Par contre, les prix ont atteint, eux aussi, de nouveaux sommets : on estime qu'un réacteur commandé en 1975 pour livraison en 1984 coûtera en moyenne 868 dollars par kWé, combustible non compris ; un réacteur équivalent, commandé en 1969, coûtait 226 dollars par kWé (soit près de 4 fois moins) et ne nécessitait que cinq à six ans de construction.

Plutonium

Deux décisions importantes pour le programme nucléaire américain sont toujours en attente. Les deux, dans des domaines différents, sont d'ailleurs liées au plutonium : la construction du Demo-Plant, surgénérateur rapide, dans le Tennessee, et le recyclage du plutonium produit dans les réacteurs à eau légère pour être réutilisé dans ces mêmes réacteurs à eau légère. Ces deux décisions sont d'ailleurs liées : plus on retardera le programme rapide du Demo-Plant et des futures centrales commerciales, plus il paraîtra souhaitable de recycler le plutonium dans les réacteurs à eau.

Aux dernières nouvelles, mi-1976, tant pour des raisons de réglementation que pour des raisons purement techniques et industrielles (absence d'usines de retraitement des combustibles irradiés, déjà mentionnées, et d'ateliers de refabrication des assemblages combustibles mixtes à l'uranium et au plutonium), on considérait que le recyclage ne pourrait guère commencer avant les premières années de la décennie 1980, peut-être pas avant 1985.

Abandon

L'événement nucléaire le plus important aux États-Unis, et peut-être dans le monde, au cours de l'année écoulée, a été l'abandon par ses promoteurs (l'association Gulf-Shell) de la filière de réacteurs à gaz à haute température dite HTGR, conséquence des difficultés de démarrage du prototype de 330 MWé de Fort Saint Vrain (Colorado), qui a plus de trois ans de retard.

Cet abandon n'est peut-être pas définitif, et des formules de rechange sont étudiées, mais la filière en sera de toute façon probablement retardée d'une bonne dizaine d'années : commercialisation (au mieux) pour la dernière décennie de ce siècle. Avec le choix britannique en faveur des réacteurs à eau lourde au détriment des mêmes réacteurs à gaz à haute température, il n'y a plus guère que les Allemands de l'Ouest dans la course ainsi que les Japonais (avec un projet très spécialisé pour la sidérurgie).
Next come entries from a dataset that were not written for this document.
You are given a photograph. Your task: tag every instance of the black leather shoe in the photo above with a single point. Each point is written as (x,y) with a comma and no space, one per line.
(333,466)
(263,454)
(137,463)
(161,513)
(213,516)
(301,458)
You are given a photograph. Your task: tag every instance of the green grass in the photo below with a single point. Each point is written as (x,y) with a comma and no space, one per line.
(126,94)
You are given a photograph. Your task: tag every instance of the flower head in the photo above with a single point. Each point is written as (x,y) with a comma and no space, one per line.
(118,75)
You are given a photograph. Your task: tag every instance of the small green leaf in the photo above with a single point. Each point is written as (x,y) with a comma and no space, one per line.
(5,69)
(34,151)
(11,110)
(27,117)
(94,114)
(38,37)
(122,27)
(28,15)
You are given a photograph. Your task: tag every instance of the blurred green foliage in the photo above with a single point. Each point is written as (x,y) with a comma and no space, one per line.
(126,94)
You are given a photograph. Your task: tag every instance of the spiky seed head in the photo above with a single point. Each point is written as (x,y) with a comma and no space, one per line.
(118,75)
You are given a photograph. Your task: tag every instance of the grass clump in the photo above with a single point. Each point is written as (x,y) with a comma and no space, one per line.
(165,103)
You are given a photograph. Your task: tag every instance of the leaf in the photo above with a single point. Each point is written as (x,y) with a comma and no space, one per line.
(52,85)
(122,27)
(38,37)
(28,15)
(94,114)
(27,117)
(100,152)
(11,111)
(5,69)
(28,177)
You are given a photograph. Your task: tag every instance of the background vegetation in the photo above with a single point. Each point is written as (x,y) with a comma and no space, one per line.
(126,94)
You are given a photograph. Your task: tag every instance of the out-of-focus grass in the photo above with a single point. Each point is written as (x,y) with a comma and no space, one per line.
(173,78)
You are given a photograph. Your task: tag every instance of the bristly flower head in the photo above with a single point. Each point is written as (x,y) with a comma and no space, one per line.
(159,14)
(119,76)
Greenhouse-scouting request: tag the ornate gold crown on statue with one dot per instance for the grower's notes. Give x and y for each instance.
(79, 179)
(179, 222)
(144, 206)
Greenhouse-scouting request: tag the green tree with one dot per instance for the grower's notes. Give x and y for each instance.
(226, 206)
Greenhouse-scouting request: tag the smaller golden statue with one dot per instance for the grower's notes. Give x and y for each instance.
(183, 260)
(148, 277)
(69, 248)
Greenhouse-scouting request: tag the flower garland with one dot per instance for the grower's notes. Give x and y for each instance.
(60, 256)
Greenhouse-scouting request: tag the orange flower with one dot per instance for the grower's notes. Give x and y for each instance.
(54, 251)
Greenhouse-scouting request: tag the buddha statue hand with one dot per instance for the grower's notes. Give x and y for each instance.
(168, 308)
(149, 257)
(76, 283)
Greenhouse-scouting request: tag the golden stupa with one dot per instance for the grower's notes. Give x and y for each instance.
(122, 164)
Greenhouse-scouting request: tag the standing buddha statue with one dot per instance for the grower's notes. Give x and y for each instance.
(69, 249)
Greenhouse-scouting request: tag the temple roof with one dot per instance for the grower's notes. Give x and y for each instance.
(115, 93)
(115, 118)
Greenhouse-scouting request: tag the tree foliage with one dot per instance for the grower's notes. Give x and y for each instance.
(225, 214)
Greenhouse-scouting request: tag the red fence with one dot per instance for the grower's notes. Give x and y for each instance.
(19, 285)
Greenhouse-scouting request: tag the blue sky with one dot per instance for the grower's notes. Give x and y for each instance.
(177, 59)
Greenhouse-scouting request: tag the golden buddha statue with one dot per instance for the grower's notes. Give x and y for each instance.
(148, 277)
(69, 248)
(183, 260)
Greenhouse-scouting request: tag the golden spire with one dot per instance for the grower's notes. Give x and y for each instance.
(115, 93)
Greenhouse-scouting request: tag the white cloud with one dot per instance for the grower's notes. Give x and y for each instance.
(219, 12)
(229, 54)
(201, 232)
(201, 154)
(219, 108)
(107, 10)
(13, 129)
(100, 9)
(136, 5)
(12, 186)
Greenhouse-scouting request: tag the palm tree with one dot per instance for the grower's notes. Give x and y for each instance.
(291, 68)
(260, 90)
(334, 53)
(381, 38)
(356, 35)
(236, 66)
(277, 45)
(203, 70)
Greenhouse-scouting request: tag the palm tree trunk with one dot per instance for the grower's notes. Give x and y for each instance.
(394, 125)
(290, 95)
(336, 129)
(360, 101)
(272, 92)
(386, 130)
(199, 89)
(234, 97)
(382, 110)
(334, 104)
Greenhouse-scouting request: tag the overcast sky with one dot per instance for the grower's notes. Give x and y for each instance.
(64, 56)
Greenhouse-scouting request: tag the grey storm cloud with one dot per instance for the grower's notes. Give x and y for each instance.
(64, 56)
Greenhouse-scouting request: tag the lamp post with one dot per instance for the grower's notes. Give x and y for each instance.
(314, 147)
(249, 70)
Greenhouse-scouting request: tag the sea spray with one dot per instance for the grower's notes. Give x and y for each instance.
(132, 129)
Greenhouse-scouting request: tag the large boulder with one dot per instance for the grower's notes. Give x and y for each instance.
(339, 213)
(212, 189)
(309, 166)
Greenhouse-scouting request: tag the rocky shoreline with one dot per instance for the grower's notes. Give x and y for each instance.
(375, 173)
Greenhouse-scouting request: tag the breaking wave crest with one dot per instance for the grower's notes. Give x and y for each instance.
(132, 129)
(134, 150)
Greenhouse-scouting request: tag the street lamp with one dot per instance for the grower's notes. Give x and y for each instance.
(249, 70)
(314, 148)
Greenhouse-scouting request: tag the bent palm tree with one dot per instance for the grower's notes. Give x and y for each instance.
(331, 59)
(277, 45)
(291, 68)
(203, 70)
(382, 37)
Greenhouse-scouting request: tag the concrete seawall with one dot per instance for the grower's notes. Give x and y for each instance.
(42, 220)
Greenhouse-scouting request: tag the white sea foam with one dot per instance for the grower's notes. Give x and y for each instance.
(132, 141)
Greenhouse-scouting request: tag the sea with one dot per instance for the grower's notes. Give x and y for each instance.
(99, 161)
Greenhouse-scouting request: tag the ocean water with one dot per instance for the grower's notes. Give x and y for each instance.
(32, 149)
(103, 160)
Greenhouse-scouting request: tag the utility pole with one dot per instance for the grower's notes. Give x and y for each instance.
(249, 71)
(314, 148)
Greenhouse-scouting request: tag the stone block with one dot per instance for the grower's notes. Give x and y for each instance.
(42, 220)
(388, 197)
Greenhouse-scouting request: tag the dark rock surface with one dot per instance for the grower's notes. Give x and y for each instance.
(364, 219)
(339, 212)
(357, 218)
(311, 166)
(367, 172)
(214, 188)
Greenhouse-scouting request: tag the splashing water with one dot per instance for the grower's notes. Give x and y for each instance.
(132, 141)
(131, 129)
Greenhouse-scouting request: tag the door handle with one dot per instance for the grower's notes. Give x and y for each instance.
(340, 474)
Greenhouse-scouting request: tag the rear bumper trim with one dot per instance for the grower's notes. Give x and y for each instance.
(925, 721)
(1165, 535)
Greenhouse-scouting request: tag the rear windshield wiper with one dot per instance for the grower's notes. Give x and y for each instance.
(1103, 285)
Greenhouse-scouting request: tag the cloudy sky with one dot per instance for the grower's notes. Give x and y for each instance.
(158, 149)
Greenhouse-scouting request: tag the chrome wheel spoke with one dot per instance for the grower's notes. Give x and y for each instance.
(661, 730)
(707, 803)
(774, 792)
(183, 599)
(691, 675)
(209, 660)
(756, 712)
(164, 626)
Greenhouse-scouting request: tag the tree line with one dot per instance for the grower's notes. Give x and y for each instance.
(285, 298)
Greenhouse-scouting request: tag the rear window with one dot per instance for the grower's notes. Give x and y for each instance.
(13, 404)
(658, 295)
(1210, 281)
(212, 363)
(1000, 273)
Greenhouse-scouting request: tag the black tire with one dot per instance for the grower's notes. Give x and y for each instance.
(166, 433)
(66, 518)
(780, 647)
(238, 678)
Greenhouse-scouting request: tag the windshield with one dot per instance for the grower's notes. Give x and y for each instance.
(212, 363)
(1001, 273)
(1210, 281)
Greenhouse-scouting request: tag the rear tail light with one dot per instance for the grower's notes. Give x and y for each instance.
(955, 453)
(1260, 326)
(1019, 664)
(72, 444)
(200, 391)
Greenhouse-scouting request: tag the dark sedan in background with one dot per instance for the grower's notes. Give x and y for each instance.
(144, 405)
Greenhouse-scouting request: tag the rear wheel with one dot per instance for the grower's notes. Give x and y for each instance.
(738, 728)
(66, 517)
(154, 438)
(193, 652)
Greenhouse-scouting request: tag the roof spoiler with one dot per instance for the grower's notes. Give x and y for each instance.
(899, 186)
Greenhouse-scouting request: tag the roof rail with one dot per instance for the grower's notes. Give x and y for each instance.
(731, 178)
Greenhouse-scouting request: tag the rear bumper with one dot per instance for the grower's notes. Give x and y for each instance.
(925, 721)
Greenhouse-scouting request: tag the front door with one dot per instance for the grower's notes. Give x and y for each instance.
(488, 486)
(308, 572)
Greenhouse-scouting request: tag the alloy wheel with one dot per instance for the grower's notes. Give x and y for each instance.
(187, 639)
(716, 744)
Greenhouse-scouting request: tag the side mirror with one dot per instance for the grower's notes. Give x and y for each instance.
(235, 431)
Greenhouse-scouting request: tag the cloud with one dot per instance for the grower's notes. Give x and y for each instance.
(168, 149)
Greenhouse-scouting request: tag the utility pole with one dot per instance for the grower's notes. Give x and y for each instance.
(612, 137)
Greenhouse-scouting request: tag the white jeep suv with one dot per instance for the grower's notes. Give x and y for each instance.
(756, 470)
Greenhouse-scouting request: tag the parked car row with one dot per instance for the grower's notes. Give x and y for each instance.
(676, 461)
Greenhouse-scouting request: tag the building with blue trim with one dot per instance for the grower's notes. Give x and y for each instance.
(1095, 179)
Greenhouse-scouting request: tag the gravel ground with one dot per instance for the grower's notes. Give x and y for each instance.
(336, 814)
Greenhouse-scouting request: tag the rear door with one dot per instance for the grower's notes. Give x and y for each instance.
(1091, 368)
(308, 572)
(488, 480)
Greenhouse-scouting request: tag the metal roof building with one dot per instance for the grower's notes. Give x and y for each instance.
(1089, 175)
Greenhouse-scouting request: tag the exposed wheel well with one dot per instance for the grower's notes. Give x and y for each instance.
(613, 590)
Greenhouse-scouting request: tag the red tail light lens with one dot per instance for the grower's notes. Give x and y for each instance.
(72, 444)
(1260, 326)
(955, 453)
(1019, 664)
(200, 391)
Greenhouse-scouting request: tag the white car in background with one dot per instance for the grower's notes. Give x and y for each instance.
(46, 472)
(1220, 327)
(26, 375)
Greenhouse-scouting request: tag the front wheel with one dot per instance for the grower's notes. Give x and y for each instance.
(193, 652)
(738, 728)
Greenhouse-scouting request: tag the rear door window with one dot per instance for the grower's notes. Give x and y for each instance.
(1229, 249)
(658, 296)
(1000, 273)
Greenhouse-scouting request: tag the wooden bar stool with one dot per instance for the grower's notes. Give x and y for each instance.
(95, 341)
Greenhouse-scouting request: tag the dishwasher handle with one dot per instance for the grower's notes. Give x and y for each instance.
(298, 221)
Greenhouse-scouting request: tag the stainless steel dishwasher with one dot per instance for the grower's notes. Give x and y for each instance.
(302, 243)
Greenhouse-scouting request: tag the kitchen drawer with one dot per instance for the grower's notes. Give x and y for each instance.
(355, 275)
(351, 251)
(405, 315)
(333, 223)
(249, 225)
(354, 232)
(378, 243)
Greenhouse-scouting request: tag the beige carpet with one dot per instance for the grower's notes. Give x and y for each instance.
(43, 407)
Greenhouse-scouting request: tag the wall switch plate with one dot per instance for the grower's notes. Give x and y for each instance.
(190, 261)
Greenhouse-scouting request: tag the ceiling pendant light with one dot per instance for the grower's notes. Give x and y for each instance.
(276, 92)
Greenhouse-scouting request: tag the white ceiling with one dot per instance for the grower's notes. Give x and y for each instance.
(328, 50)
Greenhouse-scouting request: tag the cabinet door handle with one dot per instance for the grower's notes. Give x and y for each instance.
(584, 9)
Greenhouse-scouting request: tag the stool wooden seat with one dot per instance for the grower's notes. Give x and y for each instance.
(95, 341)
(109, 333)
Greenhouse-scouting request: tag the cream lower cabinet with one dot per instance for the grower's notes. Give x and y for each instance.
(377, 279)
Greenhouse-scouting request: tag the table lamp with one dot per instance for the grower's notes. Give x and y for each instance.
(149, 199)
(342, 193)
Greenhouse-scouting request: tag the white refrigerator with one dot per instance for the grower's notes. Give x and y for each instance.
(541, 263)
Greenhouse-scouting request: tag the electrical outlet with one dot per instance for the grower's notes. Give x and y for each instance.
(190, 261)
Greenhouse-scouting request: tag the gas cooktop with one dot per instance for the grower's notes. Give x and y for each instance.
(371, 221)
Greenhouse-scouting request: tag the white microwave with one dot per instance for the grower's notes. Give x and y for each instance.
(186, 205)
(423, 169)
L'Allemagne ne prendra sans doute pas de décision définitive en ce domaine avant le démarrage du réacteur prototype de 300 MWé à boulets combustibles (alors que le type américain est à éléments dits prismatiques), prévu pour 1977 à Schmehausen.

Ralentissement

En France, le programme d'équipement électronucléaire a été quelque peu ralenti, en accord avec la révision des objectifs de production d'électricité pour les horizons 1985 et 2000. Une étape importante, sur le plan technique, a été franchie avec le bon fonctionnement, pendant sa première année, de la première des centrales de la série 900 MWé, à Tihange : la divergence nucléaire a eu lieu le 21 février 1975, le couplage au réseau quinze jours après, le 7 mars 1975, et la pleine puissance a été atteinte le 30 juillet 1975. L'énergie produite par la centrale de Tihange a dépassé 3 milliards de kWh en 1975.

Fin 1976, deux nouvelles centrales nucléaires devraient être couplées au réseau EDF : Fessenheim 1, de 890 MWé (commandée en 1970), et Bugey 2, de 925 MWé (commandée en 1971).

Ampleur

On aura une idée de l'ampleur de cette entreprise industrielle en rappelant quelques données techniques des réacteurs de 900 MWé. La cuve, en acier faiblement allié, a 4 m de diamètre, 12 m de hauteur et pèse 332 tonnes. Le cœur du réacteur est constitué de 157 assemblages de combustible à uranium faiblement enrichi (3 % environ d'uranium 235) sous forme de pastilles d'oxyde frittées ; la masse totale de combustible représente 70 tonnes.

Le circuit de refroidissement comprend trois boucles qui alimentent chacune un générateur de vapeur auquel est associé un turbo-alternateur à une seule ligne d'arbres tournant à 1 500 tours-minute ; l'alternateur, de 1 120 MVA (mégavolt-ampère), est refroidi à l'hydrogène. Le refroidissement des condenseurs, pour la centrale de Gravelines, par exemple, près de Dunkerque, s'effectuera avec de l'eau de mer à raison de 180 m3/s.